In that broad historical context, the "remains" are quick to assert that Winston Churchill would have supported our membership of the EU, citing his 1946 Zurich speech. But here we have Churchill speaking in a 1950 debate in the House of Commons, on the Schuman Plan.

This is an occasion when MPs are talking about specifics, and the supranational nature of the proposed construct is well recognised – as is its role as a precursor to a "Federal Union of Europe" (to use Churchill's own words). And in that debate, he asked: "what association should Britain have with if such a thing should come to pass in the course of time?"He then answered in these terms:
It has not got to be decided today, but I shall give, with all humility, a plain answer. I cannot conceive that Britain would be an ordinary member of a Federal Union limited to Europe in any period which can at present be foreseen.
Churchill was very much in favour of helping developments on the Continent. We should, he said, "help, sponsor and aid in every possible way the movement towards European unity. We should seek steadfastly for means to become intimately associated with it". But, he said:
We must find our path to world unity through the United Nations organisation, which I hope will be re-founded one day upon three or four regional groups, of which a united Europe should certainly be one. By our unique position in the world, Great Britain has an opportunity, if she is worthy of it, to play an important and possibly a decisive part in all the three larger groupings of the Western democracies. Let us make sure that we are worthy of it.
This was exactly a reflection of his Hague speech in 1948, where he argued for the United Nations to be the "paramount authority" in world affairs, but with regional bodies as part of the structure. They would be "august but subordinate", becoming "the massive pillars upon which the world organisation would be founded in majesty and calm".

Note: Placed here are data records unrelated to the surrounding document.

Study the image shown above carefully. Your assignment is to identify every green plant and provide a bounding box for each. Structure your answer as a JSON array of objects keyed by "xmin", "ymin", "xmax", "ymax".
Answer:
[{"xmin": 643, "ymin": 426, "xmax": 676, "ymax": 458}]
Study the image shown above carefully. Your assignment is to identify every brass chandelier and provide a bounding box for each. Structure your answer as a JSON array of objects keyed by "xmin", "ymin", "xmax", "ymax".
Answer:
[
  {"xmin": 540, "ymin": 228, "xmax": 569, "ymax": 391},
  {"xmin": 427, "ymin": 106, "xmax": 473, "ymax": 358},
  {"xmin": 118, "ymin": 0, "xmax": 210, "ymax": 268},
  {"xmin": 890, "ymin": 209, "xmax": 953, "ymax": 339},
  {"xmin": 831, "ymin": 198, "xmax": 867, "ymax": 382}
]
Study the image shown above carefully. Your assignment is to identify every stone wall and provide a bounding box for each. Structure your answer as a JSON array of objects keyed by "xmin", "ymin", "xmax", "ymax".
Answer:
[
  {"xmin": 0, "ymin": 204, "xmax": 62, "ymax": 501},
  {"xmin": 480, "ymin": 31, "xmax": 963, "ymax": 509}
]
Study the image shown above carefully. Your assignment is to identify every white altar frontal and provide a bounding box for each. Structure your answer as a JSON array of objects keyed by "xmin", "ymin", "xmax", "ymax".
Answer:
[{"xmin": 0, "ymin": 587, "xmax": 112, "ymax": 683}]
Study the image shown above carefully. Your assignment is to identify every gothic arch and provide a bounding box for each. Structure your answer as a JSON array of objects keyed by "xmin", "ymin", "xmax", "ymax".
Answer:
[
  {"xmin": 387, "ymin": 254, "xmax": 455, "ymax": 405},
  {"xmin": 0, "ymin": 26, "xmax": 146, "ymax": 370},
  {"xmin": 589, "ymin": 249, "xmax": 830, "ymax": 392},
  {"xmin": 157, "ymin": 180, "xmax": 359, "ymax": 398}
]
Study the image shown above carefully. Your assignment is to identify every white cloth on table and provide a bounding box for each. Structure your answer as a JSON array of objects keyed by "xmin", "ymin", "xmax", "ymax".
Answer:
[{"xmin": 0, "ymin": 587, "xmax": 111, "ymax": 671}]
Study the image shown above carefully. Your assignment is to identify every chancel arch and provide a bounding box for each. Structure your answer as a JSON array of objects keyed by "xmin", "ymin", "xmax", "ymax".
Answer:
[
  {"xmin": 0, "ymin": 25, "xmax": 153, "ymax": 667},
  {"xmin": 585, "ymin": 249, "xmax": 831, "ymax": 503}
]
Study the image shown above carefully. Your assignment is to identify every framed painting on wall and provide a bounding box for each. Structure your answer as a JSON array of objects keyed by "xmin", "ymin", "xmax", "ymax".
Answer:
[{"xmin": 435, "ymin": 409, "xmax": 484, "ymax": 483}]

Effectively, a New World Order would comprise a hierarchy of three tiers – national, regional and global. In the European context, this would include all the nations in continental Europe.

While was clearly Mr Churchill's ambition for that moment, what has actually emerged is not a dominant regional but a sub-regional entity. This is the European Union, which has assumed the role and many of the powers of a regional entity, without actually being one.

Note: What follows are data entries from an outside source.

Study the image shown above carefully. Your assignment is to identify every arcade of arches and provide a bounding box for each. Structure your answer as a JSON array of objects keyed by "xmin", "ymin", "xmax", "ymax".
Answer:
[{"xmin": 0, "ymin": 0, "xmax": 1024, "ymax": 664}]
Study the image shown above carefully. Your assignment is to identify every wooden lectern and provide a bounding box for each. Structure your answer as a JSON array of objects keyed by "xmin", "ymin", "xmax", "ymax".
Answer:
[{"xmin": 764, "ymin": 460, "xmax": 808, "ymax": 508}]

But, as we point out in Flexcit, that true European regional body does exist in the United Nations Economic Commission Europe (UNECE). Established in 1947, it has as interesting history, initially under its first executive secretary, Gunnar Myrdal. In the organisation of UNECE, we now have the a body which could manage a genuine Europe-wide single market, outside the grip of Brussels, run on a truly intergovernmental basis.

That is one of the many options open to us should be choose today to correct that historic mistake. And, to that effect, we need no other reason to cast our vote to "leave". Membership of the European Union is not for us. Joining the EEC in 1973 was a mistake. We would be perpetuating that mistake if we did not vote to leave now.